Amos 4:1 Hear this word, you cows of Bashan on Mount Samaria, you women who oppress the poor and crush the needy and say to your husbands, “Bring us some drinks!”

Cows of Bashan – Bashan was a fertile area to the northeast of the Sea of Galilee.  The cows were known for being fat.  The women of Bethel, accordingly, were lazy, and did little besides eating and drinking.

Amos 4:2 The Sovereign LORD has sworn by his holiness: “The time will surely come when you will be taken away with hooks, the last of you with fish-hooks.”

Amos 4:3 “you will each go straight out through breaks in the wall, and you will be cast out towards Harmon,” declares the LORD.

Amos 4:4 “Go to Bethel and sin; go to Gilgal and sin yet more. Bring your sacrifices every morning, your tithes every three years.”

“Go to Bethel and sin; go to Gigal and sin yet more” – Spoken, of course, with biting irony.

‘Is the invitation to go up to Bethel or Gilgal and get a special offer on sinning: perhaps four sins for the price of two today (to be just as cynical)? Nowhere else in Scripture does God encourage sin; why here, or so it would appear?

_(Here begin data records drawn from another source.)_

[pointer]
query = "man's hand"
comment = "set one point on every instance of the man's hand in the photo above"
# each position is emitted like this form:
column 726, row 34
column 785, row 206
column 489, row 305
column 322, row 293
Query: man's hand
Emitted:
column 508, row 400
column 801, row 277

The prophet Amos speaks with real irony and sarcasm to an audience that has grown somewhat deaf and tired of hearing his calls for repentance. In an attempt to startle an otherwise recalcitrant nation, Amos spoke in a dissimulating way to see if that would bring any reaction.

To be sure, the people zealously went on their pilgrimages to Bethel, Gilgal and Beersheba, all places with religious connotations and associations. At Bethel, of course, the ten northern tribes had set up for themselves a rival altar to the one in Jerusalem, so that worshipers would not need to travel there and one’s politics and potential allegiances would not get confused. But this was in contradiction to the will of God, for God had prescribed that his name would dwell only in Jerusalem. King Jeroboam, amazingly enough, set up a golden calf at Bethel and one at Dan, saying: “Here are your Gods, oh Israel, who brought you up out of Egypt.” (1 Kings 12:28) Amos wasn’t the only one who was contemptuous of the site of Bethel; the prophet Hosea changed the name Bethel, meaning “house of God,” into Beth Aven, meaning “house of wickedness,” (Ho 4:15) while he too castigated Gilgal as an improper place to worship God.

The irony of this invitation to go and sin at Bethel and Gilgal comes out in the word for “sin,” for it also could mean to “fall away” from God. The Israelites would even prefer to do too much than do too little in their false worship. Thus, they burnt on the altar a portion of the leavened loaves of their praise-offerings, which were intended to be eaten at the sacrificial meals, even though only the unleavened bread was allowed to be offered. (Amos 4:5) They were really proud of the fact that they offered freewill offerings in addition to all the rest of the religious acts that they were doing.

But why mention Gilgal along with Bethel as a place of idolatrous worship? This was not the Gilgal in the Jordan Valley, where Israel had camped after crossing over the river Jordan. It was northern Gilgal upon the mountains, to the southwest of Silo or Seilun, where there had been a school of the prophets in the days of Elijah and Elisha. (2 Kings 2:1 4:38) Now in the eighth century B.C. it had been chosen as the seat of idolatrous worship. (Ho 4:15 9:15 12:11 Amos 5:5)

No, God does not encourage sin. The prophet was merely using ironic and graphic words in hopes of getting the attention of those whose moral quotients had sunk to new lows.’ (HSB)

Amos 4:5 “Burn leavened bread as a thank-offering and brag about your freewill offerings—boast about them, you Israelites, for this is what you love to do,” declares the Sovereign LORD.

Amos 4:6 “I gave you empty stomachs in every city and lack of bread in every town, yet you have not returned to me,” declares the LORD.

Amos 4:7 “I also withheld rain from you when the harvest was still three months away. I sent rain on one town, but withheld it from another. One field had rain; another had none and dried up.”

Amos 4:8 “People staggered from town to town for water but did not get enough to drink, yet you have not returned to me,” declares the LORD.

Amos 4:9 “Many times I struck your gardens and vineyards, I struck them with blight and mildew. Locusts devoured your fig and olive trees, yet you have not returned to me,” declares the LORD.

Amos 4:10 “I sent plagues among you as I did to Egypt. I killed your young men with the sword, along with your captured horses. I filled your nostrils with the stench of your camps, yet you have not returned to me,” declares the LORD.

Amos 4:11 “I overthrew some of you as I overthrew Sodom and Gomorrah. You were like a burning stick snatched from the fire, yet you have not returned to me,” declares the LORD.

Amos 4:12 “Therefore this is what I will do to you, Israel, and because I will do this to you, prepare to meet your God, oh Israel.”

Amos 4:13 he who forms the mountains, creates the wind, and reveals his thoughts to man, he who turns dawn to darkness, and treads the high places of the earth—the LORD God Almighty is his name.